Soon, perhaps within a matter of hours, the Duchess of Cambridge will give birth to the newest heir to the British throne. News of Kate Middleton’s pregnancy has captured the public’s attention ever since she was hospitalized with acute morning sickness back in December. The royal baby buzz has been building steadily throughout the week outside of Kate’s maternity wing at St. Mary’s Hospital.
Every single one of Kate’s actions during her pregnancy have been heavily analyzed and scrutinized, and the birth of her son or daughter–the future King or Queen of Great Britain–will only focus the attention of the media all the more sharply on the Royal Family.
With the Duchess of Cambridge due at any moment, palace security is out in full force, while the Royal Family has drafted extensive preparations in the eventuality of almost any emergency.
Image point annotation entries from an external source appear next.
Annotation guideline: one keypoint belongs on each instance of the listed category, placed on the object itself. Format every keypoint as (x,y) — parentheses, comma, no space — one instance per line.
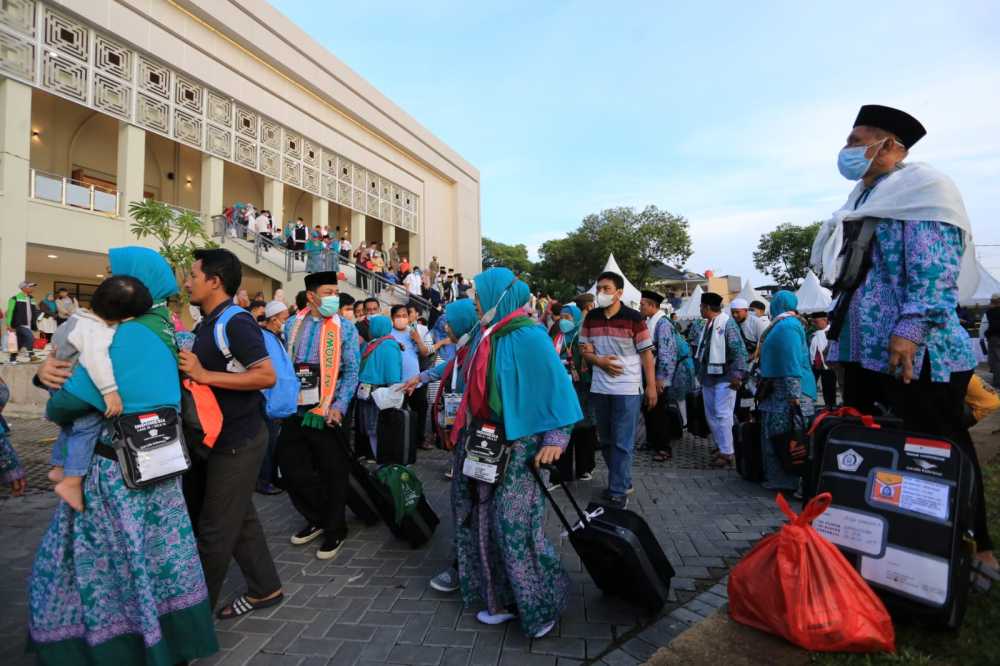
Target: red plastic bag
(796,584)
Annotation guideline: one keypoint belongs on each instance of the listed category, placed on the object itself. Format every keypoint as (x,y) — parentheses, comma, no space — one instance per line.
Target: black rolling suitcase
(902,513)
(397,437)
(618,550)
(746,445)
(697,423)
(823,423)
The Toast has received a copy of what we can confirm is an official palace document detailing the steps to be taken in one of these situations.
If the royal baby is found to be a changeling (a false child, usually the offspring of an elf, brownie, or troll, left in place of the original human child, who has been spirited away to work as a servant to the Little Folk), the entire House of Windsor will meet at Tintagel, the historical seat of British power, where Queen Elizabeth will confer with the full-blooded members of her family and determine the terms of their counteroffer to Queen Mab.
A source in Buckingham Palace, speaking on condition of anonymity, says that the child will likely be tested with the touch of iron, the sound of harps, and the rays of the sun in order to determine whether it is the genuine offspring of William and Kate or the hideous, grey-skinned progeny of a mischievous lilith, sent to torment the Windsors for neglecting their yearly tithe to Hell.
A royal press conference held earlier this afternoon involved a rare public speech by the normally-reserved Prince Philip, who held the stage for over forty-five minutes.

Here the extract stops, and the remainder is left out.